There was never a reason to expect the sequel to Pitch Perfect to be very innovative. If you thought that the first movie was a tired exploitation of the popularity of Glee with a half-hearted attempt at comedy, then that’s what you’ll get with this rendition. Similarly, if you were amused by the a cappella mash-ups of recognizable hits and idiosyncratic humor of the original, then you’ll find much in which to delight with this continuation. There are a definite nods to the original, and I feel like the weaker parts of the first installment were minimized with the sequel, resulting in a slightly better movie overall.
The story is a familiar one: the three-time champion a cappella group the Bellas are stripped of their right to compete after accidentally flashing the president of the United States at an event. Through a loop-hole, though, they are able to re-establish their legitimacy if they win the World Championship of a cappella singing, which the American team has never done. Despite how absurd this all sounds, the film takes plenty of breaks to allow a character or two to comment on how ridiculous this professional a cappella nonsense is, which I found quite amusing. The movie never really takes itself too seriously, and once again Elizabeth Banks and John-Michael Higgins show up in their announcers roles to provide some funny moments (far more than in the original, in fact).
I will also remark that as a directorial debut, Elizabeth Banks performs quite admirably. It is very easy for an actor/producer-turned director to struggle with pacing issues, directing the actors of the film, and flat shot compositions, especially with a sequel but Pitch Perfect 2 contains none of these. And, while I am aware that the original Pitch Perfect was very much the brainchild of Banks, this sequel has me very interested in watching her tackle something not featuring a cappella mashups.
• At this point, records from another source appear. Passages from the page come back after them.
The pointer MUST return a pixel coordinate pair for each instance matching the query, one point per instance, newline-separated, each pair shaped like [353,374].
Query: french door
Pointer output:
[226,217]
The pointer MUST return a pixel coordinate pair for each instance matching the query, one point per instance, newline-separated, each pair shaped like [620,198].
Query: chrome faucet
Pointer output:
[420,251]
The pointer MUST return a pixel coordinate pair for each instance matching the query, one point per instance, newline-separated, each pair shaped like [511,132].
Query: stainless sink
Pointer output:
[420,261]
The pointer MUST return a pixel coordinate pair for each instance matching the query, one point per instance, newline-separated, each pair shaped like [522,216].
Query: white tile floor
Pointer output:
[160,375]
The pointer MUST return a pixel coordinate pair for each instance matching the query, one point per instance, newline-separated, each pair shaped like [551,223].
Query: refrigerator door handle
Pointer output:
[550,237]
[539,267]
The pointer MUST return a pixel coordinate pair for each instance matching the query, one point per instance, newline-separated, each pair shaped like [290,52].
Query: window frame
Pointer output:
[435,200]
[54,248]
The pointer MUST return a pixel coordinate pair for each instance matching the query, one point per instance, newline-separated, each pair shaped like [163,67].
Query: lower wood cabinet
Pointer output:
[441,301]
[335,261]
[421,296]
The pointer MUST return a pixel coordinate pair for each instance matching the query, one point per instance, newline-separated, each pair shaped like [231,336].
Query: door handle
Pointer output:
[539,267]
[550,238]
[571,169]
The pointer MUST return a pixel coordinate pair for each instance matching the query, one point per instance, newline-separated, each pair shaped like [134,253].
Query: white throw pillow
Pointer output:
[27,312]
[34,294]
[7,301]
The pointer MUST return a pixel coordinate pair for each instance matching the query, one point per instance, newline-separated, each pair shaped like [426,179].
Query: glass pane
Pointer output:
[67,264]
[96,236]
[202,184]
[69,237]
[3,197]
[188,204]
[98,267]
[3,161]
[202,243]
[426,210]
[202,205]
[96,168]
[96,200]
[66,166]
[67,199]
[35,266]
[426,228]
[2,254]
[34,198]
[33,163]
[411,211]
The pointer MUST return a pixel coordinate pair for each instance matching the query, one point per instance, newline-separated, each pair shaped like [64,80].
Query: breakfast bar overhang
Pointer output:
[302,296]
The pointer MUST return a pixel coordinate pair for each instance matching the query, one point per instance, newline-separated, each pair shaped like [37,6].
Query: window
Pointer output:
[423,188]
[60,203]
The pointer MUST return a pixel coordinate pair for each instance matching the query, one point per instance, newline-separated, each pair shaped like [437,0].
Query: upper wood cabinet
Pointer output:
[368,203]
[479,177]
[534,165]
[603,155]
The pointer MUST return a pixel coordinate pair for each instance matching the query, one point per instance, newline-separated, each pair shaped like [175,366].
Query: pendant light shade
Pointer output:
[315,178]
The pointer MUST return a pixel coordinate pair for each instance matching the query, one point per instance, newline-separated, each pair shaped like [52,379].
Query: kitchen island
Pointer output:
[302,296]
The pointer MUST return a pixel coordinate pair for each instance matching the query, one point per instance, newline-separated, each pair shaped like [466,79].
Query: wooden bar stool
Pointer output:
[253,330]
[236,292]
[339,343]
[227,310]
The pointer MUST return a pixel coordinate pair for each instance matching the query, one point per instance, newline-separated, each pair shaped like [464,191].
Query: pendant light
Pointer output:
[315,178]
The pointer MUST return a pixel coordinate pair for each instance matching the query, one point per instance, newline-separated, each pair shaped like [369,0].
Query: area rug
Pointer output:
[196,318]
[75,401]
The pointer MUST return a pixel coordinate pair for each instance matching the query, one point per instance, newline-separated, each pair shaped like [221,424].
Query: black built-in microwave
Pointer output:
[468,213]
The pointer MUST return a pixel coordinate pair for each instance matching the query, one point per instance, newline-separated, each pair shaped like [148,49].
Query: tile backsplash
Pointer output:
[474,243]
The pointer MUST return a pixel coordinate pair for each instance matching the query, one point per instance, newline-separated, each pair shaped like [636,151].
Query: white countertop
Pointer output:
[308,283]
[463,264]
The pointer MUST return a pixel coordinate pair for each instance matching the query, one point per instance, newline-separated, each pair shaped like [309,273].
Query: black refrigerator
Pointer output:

I was one of the dozens (dozens!) who actually liked Walk of Shame (12% on Rotten Tomatoes!), and I have always been a fan of Banks, so here’s to hoping she continues to succeed.
Finally, I will point out that while Rebel Wilson, Anna Kendrick, and the other Bellas each perform very well and have some funny lines, the cameos parts absolutely make this movie. David Cross injects some really weird energy into this film’s version of the a cappella singing party game (like the sing-off from the first film, only this is more structured and contains the Green Bay Packers, which played very well here to the Madison, Wisconsin crowd). Keegan-Michael Key probably steals the entire movie with his portrayal of a music producer that Becca is interning for, despite the fact that he has maybe four scenes. And the two fuhrers of the major competition to the Bellas, Das Sound Machine, are both funny and energetic, though Becca’s struggle to appropriately insult them in light of her clear attraction to them does get a little tiresome.
Overall, Pitch Perfect 2 is an ensemble movie about ensemble singing. It was never going to be challenging or stray too far from what made the original successful, and its thematic offerings are the fairly bland and expected notions of friendship and working together (to be fair, you could say something similar about the other flagship sequel of this summer blockbuster season). But, I feel like this entry successfully trimmed some of the fat of the first film and played up the strengths. In particular, the relationship drama is toned way down, allowing us to focus more on interactions between good characters and other fun things. If you’ve seen the original and find yourself on the fence, I would actually recommend giving Pitch Perfect 2 a viewing, as it definitely has far more to offer than most comedy sequels.